Foto: Stelosa
Em entrevista publicada pelo jornal O Globo, o ex-ministro e criador da Lei do Audiovisual, Luiz Roberto N. Silva, diz que reforma proposta pelo MinC é redundante. “Dependente do investimento das empresas estatais, a cultura brasileira está estatizada há muito tempo”, declarou ele.

Ministro da Cultura no governo Itamar Franco, secretário de Cultura de Minas Gerais — onde desenvolveu o Fundo Estadual de Cultura de Minas — e criador da Lei do Audiovisual, que rege atualmente o cinema nacional, Luiz Roberto N. Silva, afirmou ainda que “a Lei Rouanet de forma geral, vêm sendo desconstruídos pelo MinC desde 2003”. Questionado sobre a questão do dirigismo estatal, o tributarista opina “é inócuo, porque o setor já está estatizado”.
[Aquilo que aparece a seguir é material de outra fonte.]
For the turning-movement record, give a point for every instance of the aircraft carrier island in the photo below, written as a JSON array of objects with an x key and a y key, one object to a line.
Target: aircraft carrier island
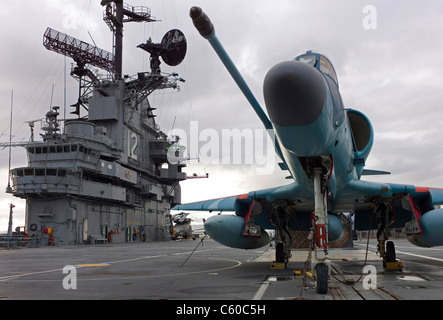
[{"x": 111, "y": 175}]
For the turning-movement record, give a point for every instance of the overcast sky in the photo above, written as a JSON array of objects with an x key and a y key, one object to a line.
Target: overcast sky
[{"x": 390, "y": 70}]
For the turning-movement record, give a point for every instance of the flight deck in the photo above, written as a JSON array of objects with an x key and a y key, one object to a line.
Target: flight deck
[{"x": 168, "y": 271}]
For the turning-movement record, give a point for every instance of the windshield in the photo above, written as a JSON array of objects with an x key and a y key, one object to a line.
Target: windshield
[
  {"x": 327, "y": 68},
  {"x": 308, "y": 59},
  {"x": 319, "y": 62}
]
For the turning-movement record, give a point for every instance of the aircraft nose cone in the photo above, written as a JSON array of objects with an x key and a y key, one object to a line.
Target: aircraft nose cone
[{"x": 294, "y": 94}]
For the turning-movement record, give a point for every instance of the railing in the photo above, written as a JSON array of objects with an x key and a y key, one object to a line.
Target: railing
[{"x": 12, "y": 242}]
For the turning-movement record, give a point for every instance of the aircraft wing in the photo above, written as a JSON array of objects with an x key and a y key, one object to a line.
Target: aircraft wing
[{"x": 235, "y": 203}]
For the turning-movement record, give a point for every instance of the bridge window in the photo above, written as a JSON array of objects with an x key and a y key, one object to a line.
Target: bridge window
[{"x": 327, "y": 68}]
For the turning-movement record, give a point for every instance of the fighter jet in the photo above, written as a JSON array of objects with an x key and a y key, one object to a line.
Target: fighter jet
[{"x": 324, "y": 146}]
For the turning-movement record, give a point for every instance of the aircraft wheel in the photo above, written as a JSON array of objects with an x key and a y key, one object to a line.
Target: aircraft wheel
[
  {"x": 390, "y": 252},
  {"x": 321, "y": 281}
]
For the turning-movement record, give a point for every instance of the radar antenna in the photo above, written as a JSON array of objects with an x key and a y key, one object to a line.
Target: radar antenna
[{"x": 83, "y": 53}]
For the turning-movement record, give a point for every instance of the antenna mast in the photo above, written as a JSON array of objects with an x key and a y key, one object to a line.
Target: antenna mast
[{"x": 117, "y": 13}]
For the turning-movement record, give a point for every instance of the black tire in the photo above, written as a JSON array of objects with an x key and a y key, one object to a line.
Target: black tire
[
  {"x": 321, "y": 282},
  {"x": 390, "y": 252}
]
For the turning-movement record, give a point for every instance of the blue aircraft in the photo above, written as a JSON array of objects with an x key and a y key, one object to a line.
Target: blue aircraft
[{"x": 324, "y": 147}]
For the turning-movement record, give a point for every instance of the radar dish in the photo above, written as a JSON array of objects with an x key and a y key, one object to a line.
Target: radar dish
[{"x": 174, "y": 41}]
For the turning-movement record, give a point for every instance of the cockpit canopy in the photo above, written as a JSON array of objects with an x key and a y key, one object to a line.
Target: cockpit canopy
[{"x": 320, "y": 62}]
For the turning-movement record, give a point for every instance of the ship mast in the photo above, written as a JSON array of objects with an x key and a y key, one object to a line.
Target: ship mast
[{"x": 115, "y": 15}]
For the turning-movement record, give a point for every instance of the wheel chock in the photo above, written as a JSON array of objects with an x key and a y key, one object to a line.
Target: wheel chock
[{"x": 278, "y": 265}]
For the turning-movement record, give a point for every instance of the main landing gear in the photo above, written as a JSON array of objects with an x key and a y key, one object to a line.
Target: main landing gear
[
  {"x": 385, "y": 217},
  {"x": 320, "y": 266}
]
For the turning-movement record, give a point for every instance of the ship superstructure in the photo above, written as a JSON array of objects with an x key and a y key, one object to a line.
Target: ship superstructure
[{"x": 112, "y": 175}]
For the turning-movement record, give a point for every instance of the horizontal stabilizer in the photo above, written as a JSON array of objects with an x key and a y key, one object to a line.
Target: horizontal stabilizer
[
  {"x": 368, "y": 172},
  {"x": 283, "y": 166}
]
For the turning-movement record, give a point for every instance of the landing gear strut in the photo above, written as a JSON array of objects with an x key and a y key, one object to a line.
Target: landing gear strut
[
  {"x": 320, "y": 266},
  {"x": 281, "y": 219}
]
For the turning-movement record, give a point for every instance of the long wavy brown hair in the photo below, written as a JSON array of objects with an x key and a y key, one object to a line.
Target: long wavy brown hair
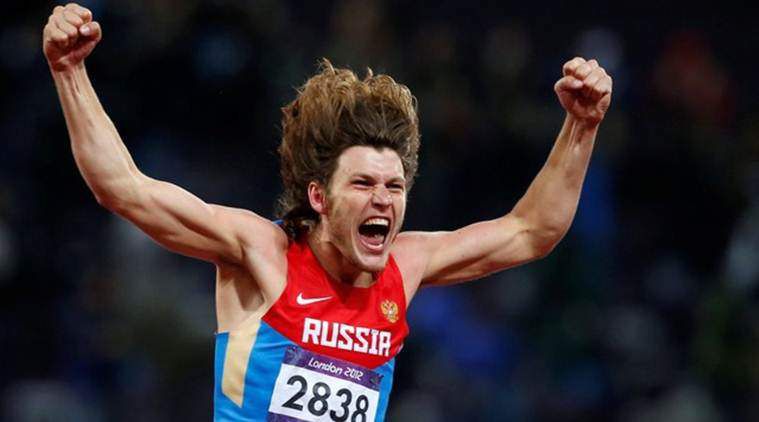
[{"x": 335, "y": 110}]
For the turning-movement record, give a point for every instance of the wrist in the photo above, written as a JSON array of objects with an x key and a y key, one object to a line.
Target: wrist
[
  {"x": 64, "y": 69},
  {"x": 585, "y": 124}
]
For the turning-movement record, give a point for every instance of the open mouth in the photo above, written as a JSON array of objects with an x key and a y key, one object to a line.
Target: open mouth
[{"x": 373, "y": 232}]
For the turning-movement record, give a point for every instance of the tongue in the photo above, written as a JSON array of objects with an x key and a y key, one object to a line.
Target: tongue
[{"x": 373, "y": 239}]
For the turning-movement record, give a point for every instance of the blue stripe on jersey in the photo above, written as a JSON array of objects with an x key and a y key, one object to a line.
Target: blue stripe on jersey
[{"x": 263, "y": 368}]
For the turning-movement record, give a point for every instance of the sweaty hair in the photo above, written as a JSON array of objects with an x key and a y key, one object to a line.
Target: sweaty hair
[{"x": 335, "y": 110}]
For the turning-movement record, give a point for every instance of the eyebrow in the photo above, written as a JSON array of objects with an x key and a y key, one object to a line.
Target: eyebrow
[{"x": 395, "y": 179}]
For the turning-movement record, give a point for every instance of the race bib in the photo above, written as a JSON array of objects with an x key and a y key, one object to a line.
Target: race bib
[{"x": 312, "y": 387}]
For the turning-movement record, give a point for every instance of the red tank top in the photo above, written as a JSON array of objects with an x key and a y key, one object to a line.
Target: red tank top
[{"x": 366, "y": 326}]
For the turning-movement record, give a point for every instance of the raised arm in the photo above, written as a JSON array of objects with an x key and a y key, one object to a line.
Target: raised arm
[
  {"x": 172, "y": 216},
  {"x": 543, "y": 215}
]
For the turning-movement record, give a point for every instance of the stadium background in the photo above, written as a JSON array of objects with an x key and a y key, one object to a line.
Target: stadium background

Veja abaixo a matéria na íntegra:

´O setor (cultural) já está estatizado´
Alessandra Duarte

O Globo: O que o senhor pensa sobre a proposta de reforma da Rouanet?

Luiz Roberto Nascimento Silva: Esse projeto é uma redundância. É quase desnecessário, porque o setor cultural brasileiro já está estatizado há muito tempo. O incentivo cultural por meio da renúncia fiscal, e a Lei Rouanet de forma geral, vêm sendo desconstruídos pelo MinC desde 2003. Essa etapa de agora, de reforma da lei, é a crônica de uma morte anunciada. Talvez tenha até demorado demais para chegar.

A cultura já estaria estatizada por causa da presença das empresas estatais, como Petrobras e Eletrobras?

Nascimento Silva: Em boa parte, sim. Basta consultar as estatísticas do próprio ministério que se vê que os investimentos e patrocínios em cultura, por meio da renúncia, têm sido feitos quase que apenas pelas estatais, pelos governos.

Discutir se essa reforma trará ou não dirigismo de Estado é inócuo, porque, na prática, já está estatizado, é um fato. A cultura vive muito pelos editais das estatais. Nos últimos anos, o movimento econômico mais importante no setor tem sido esse.

Mas, além dessa maior participação das estatais, teria havido, por outro lado, um recuo da participação das empresas privadas?

Nascimento Silva: Sim. Ao lado desse investimento maior pelas estatais, o MinC está avisando há uns seis anos que vai mudar as regras, e o setor privado não investe sem segurança de regras. Na minha gestão no ministério, e mesmo na época do Francisco Weffort, que me sucedeu, a participação do setor privado era mais expressiva; hoje, não é mais. Não é só na Rouanet: também pela Lei do Audiovisual é assim hoje. O governo Lula separou políticas sociais como o Bolsa-Família para atuar melhor nelas, mas nas outras áreas, como construção civil, agronegócio, ele deixou o setor privado trabalhar mais livremente. Na cultura, o governo está atuando como nas políticas sociais.

O senhor participou da criação do Fundo Estadual de Cultura de Minas. Como avalia essa ênfase que o MinC quer dar ao Fundo Nacional de Cultura?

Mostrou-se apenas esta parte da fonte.